7. When a state machine is better
For high-stakes, regulated, or well-understood workflows, free-form agent loops are overkill. A state machine gives you:
- Auditable transitions.
- Per-state prompt and tool scopes.
- Deterministic rollback on failure.
- Clean separation of policy (“what states exist”) from behavior (“how does the model reason within a state”).
Use a state machine when:
- The task has well-known phases.
- Regulators or stakeholders demand auditability.
- The cost of a wrong state transition is high.
- You need to resume a partially-complete run without re-running earlier states.
Use a free loop when:
- Flexibility matters more than auditability.
- The task is exploratory.
- You cannot enumerate the states in advance.
Hybrid systems — a state machine at the top level, with agent loops inside each state — are often the sweet spot.
8. Control-flow anti-patterns
- Chatty subagents. A subagent that calls the parent back with clarifying questions usually indicates that the parent’s brief was too thin.
- Hierarchies too deep. Five levels of subagent nesting is almost always a sign that the decomposition is wrong. Keep it to two or three.
- Implicit shared state. If two sibling agents “both read the same file,” they are coupled in ways the parent cannot see. Make shared dependencies explicit, ideally as inputs to the dispatch call.
- Returning raw traces.

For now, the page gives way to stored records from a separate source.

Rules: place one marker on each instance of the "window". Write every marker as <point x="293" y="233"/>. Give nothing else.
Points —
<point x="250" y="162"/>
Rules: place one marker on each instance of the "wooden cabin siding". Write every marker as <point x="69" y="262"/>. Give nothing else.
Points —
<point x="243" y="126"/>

If a subagent returns its entire transcript to the parent, you have paid for a subagent and received a tool call. Specify the return format.
Exercises
See exercises/04-subagents.md.
- Convert the research tool from Module 02 into a subagent. Measure the parent’s context size before and after. Compute the compression ratio. When is it worth it?
- Design a router-specialist system for a help-desk bot. Draw the graph. Implement the router as a small prompt and route to one of three specialists.

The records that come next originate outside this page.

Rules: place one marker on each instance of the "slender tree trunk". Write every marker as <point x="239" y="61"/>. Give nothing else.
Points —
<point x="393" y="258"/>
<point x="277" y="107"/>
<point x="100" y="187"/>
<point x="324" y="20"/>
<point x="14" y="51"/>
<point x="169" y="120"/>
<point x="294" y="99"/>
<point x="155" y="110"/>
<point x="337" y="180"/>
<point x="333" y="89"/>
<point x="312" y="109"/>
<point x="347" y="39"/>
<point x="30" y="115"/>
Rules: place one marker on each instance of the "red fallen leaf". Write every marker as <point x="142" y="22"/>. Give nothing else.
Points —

- Take a working single-agent and add a critic loop. Measure quality change and turn count.
Open questions
- Are subagents a form of recursion? If so, do we have a base case? (Budgets are the practical base case, but this is unsatisfying.)
- When two agents disagree, who decides? (Voting? A judge agent? The user? This is a live research area.)
- How should agents negotiate budgets — not just receive them?